A partir de 2015, Philip-Michaël Devos et Jonathan Hazen ont dominé la Ligue B avec Ajoie. Leur contrat expirait au printemps 2018. Ils étaient disponibles.
Mais personne n'a manifesté d'intérêt. Pas même Langnau, où le directeur sportif était bridé par des impératifs budgétaires stricts, et certainement pas Berne. Étrangers de LNB? Mais où va-t-on!?
L'explication du désintérêt est à chercher dans le domaine psychologique. Philip-Michaël Devos et Jonathan Hazen étaient mésestimés dans la mesure où ils n'avaient jamais joué ni en NHL, ni en Suède, ni en Finlande ou en KHL. Vous ne pouvez pas éliminer l'odeur de la LNB qui colle à vos vêtements. Si le directeur sportif engage un étranger de seconde division, il n'a aucune excuse en cas d'échec. Il ne peut pas arguer que cet étranger «était bon en NHL», «qu'il a convaincu dans un Championnat du monde au plus haut niveau» ou «qu'il a fait ses preuves en Suède». C'est juste un flop. Une erreur de casting.
C'est la chance d'Ajoie: sa victoire 6-3 est une honte pour Berne sur et en dehors de la glace. Le HC Ajoie, qui ne possède pas la moitié de l'argent du CP Berne pour sa première équipe, avec un bon sept millions de francs, possède les meilleurs étrangers. Philip-Michaël Devos, Jonathan Hazen, Frédéric Gauthier et le défenseur TJ Brennan ont tous marqué, tandis que Gillaume Asselin a adressé deux assists. Pour avoir chacun de ces cinq étrangers, les fans de Berne remercieraient les dieux du hockey à genoux. Le SCB ne compte qu'un seul mercenaire sous contrat, qui emmène l'équipe chaque soir comme un vrai entraîneur-joueur: Chris DiDomenico, désormais meilleur buteur du championnat.
Qui sont Philip-Michaël Devos et Jonathan Hazen, ces ex-inconnus qui s'apprêtent à écrire un autre conte de fées après le titre de champion de LNB en 2016, la victoire en Coupe en 2020 et la promotion en 2021? À la fin de l'été 2015, deux jeunes hommes s'enregistrent à l'aéroport de Montréal-Dorval pour un voyage à Zurich-Kloten. Personne ne faisait attention à eux. Deux étudiants qui partent en voyage en Europe.
Jonathan Hazen raconte qu'il a rencontré son futur partenaire d'attaque pour la première fois lorsqu'il est arrivé à Montréal. «Nous nous connaissions déjà. Nous avions joué l'un contre l'autre chez les juniors. Mais nous n'avions pas eu de contacts personnels.» Et maintenant le voyage en Europe ensemble. Dans une ville (Porrentruy) dont ils n'avaient jamais entendu parler et dans un club dont le nom (HC Ajoie) ne leur disait rien.
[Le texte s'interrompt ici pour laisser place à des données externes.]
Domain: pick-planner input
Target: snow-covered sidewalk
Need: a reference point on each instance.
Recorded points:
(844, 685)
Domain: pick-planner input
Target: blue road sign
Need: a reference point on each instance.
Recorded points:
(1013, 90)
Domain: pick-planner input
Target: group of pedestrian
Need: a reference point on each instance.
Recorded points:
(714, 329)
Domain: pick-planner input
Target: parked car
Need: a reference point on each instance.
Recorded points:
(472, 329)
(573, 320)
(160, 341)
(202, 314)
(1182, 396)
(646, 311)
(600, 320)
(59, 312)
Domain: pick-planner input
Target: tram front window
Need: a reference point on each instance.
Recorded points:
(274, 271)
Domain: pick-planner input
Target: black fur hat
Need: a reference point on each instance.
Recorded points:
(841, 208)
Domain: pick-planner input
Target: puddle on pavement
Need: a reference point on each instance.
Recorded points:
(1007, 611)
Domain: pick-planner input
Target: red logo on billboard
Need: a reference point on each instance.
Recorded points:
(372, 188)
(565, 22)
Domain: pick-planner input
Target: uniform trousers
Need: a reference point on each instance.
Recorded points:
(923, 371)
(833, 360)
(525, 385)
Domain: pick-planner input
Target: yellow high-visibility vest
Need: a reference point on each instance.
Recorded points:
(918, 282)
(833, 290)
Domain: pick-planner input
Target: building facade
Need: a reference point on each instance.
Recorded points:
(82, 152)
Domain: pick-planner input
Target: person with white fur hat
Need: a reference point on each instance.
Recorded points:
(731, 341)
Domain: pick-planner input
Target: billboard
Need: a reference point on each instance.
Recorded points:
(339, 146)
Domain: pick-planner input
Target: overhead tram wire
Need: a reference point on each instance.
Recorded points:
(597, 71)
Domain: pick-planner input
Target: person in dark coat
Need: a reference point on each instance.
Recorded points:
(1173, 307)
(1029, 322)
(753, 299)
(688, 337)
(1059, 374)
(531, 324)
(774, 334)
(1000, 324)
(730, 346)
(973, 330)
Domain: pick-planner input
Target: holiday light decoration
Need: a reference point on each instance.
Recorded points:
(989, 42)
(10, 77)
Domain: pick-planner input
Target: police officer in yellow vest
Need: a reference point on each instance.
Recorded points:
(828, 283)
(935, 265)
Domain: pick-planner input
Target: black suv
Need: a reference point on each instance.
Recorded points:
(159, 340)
Ils sont là pour la même raison. Ils veulent tous les deux gagner de l'argent avec le hockey. Philip-Michaël Devos parce que, après tout, il faut bien gagner sa croûte. Jonathan Hazen parce qu'il ne veut pas encore travailler dans le BTP et l'entreprise que son frère a repris de son père.
Ni l'un ni l'autre ne se doutent que cette aventure, qui a commencé par l'enregistrement à l'aéroport de Montréal, durera des années et les mènera éventuellement plus loin. Le voyage n'est pas encore terminé. Le drame de la lutte contre la relégation attend Ajoie. Les play-out (entre les équipes classées 13e et 14e) ne peuvent plus être évités. Le directeur sportif Julien Vauclair a limogé son entraîneur trop tard.
Cet homme sait très bien pourquoi il prend son temps dès lors qu'il s'agit de préparer son avenir professionnel. Il a signé un contrat de cinq ans en tant que chef d'équipe en janvier 2020, retournant dans la région où sa carrière a commencé. Maintenant, il s'avère qu'il est encore meilleur comme entraîneur. Peut-être même l'entraîneur le plus sous-estimé de la ligue.